I was really hoping that I would lose interest in this – I don’t know jack about circuits and electronics and I really have no business trying to design an onboard preamp. The only problem is, so far it sounds really good! I actually like it more than I like the MM pre I’ve been using. I gotta bring the gain down a little bit, pick the right sized input cap and get the LPF part of the tone stack to attenuate more highs, but that’s it, really. I should probably stick a buffer in there somewhere as well.
After rocking out with the opamp version of the boost section for a few days, I built a JFET version. Here’s my thoughts. Both preamps are really simple boosts directly feeding a BigMuff tone stack.
The opamp version sounded great. It had a really muscular sound that knocked my socks off. On top of that, it really opened up the highs and upper mids that really brought the bass to life in a really cool way. Not harsh, but bright and really present sounding. Overall, it gave my little pickup a really forceful vibe that would have no problem supporting a band and a rhythm section. The downside is that the gain is really intense – there’s a really fine line between driving the amp to the point of clipping and driving it to the point of sounding bumpin’. That’s just a matter of fine tuning one resistor.

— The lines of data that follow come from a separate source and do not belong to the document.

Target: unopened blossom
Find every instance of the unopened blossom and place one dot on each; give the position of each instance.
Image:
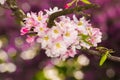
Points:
(2, 2)
(45, 41)
(30, 39)
(71, 52)
(55, 32)
(41, 29)
(24, 30)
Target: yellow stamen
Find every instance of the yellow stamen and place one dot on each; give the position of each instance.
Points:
(56, 31)
(46, 38)
(58, 45)
(39, 18)
(41, 29)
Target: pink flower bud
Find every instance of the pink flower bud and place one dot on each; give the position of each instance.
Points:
(67, 6)
(30, 39)
(24, 30)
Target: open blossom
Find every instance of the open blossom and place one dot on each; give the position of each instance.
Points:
(62, 39)
(56, 49)
(50, 11)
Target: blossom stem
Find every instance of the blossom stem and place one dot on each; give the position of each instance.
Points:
(98, 53)
(68, 11)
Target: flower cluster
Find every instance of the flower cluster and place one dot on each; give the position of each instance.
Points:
(64, 37)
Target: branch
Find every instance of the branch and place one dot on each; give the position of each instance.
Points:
(18, 13)
(68, 11)
(113, 58)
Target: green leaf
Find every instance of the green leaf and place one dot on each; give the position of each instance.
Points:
(103, 58)
(86, 1)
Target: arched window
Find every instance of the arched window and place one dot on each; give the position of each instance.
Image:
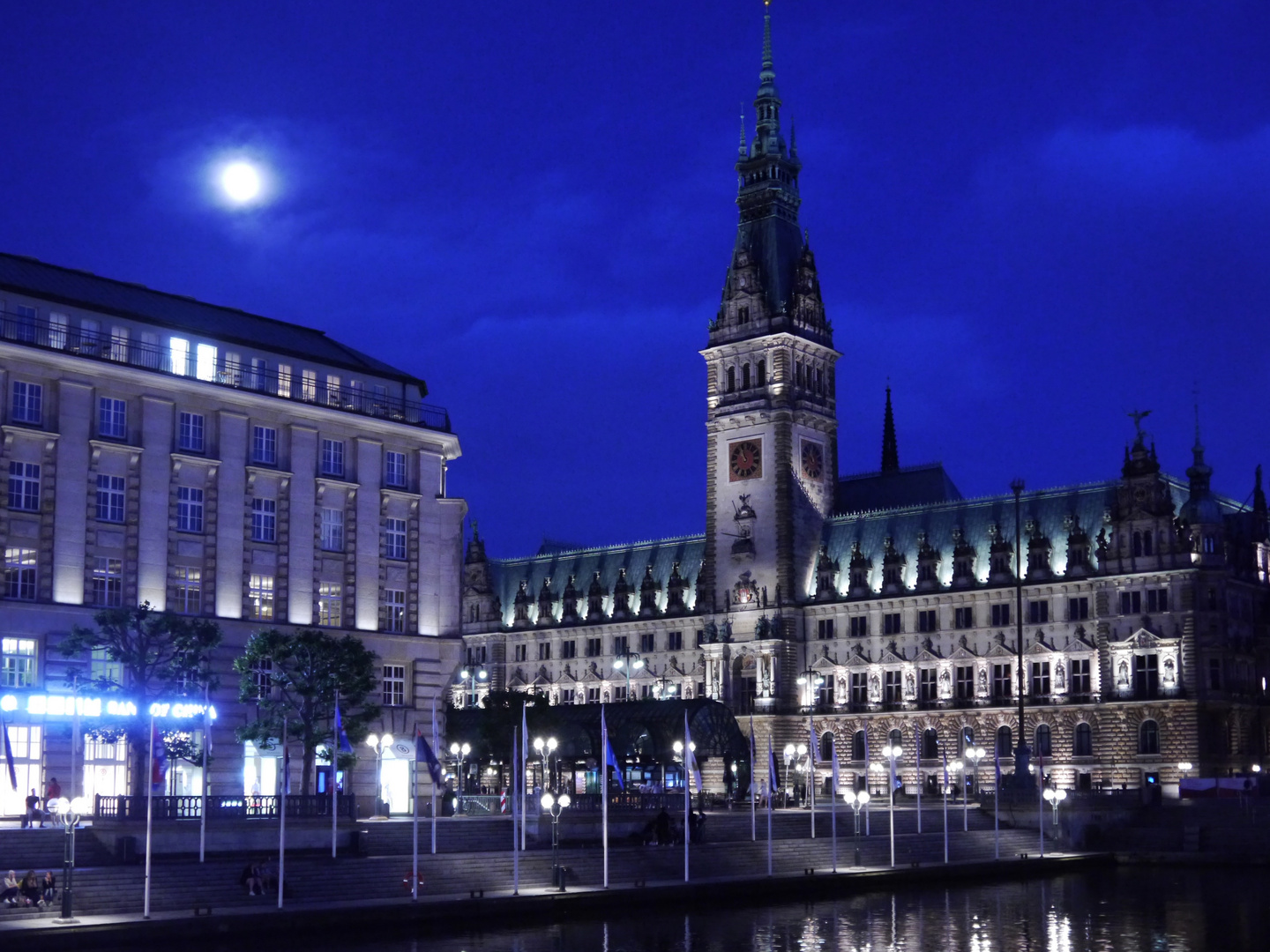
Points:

The JFET version also sounds great, but it’s a different beast altogether. The JFET has a fatter and warmer sound. It’s still bright, but the highs are more pleasantly rounded and has less “bite” than the opamp version. The JFET is not a tight in the low end, but that’s not a bad thing. It also doesn’t clip like the opamp version, but it drives in it’s own way. I hate using the word “vintage” but for the sake of coming up with contrasting descriptions, I’ll say it’s kind of akin to “vintage” vs “modern”.
I may be imagining these differences, so I will test the JFET version for a few days and switch back to the opamp.
Since both of these boosts consist of maybe 5-6 parts tops, I am putting forth the idea of installing a switch between the two and installing both in the bass. It would be a really simple wiring job – it would literally be choosing between one short signal path and another. I don’t know if that’s a crazy idea or not.
The EQ section is really cool and functional. It’s kind of like a “tilt” EQ that really places the emphasis on either the lows or the highs, and it’s easy to just twist in a sound with just the turn of one knob. That, combined with ability to really fine tune the amount of mids coming out of the preamp via use of the Duncan Tone Stack Calculator it would also be conceivable to put a little “mid-switch” that either swapped out caps or placed an extra cap in parallel. Because of the placement, the pickup puts out a ton of mids, I could back the off mids drastically and have a lot tonal options coming out of one pickup.
I’m also contemplating building in a buffer circuit, although I don’t know enough to know if it’s even necessary. According to the notes on the AMZ site, there’s an implication that R1 sets the impedance at 1M – which, from what I kind of understand, is the job that the buffer is supposed to do. So, does it make sense to set the impedance twice?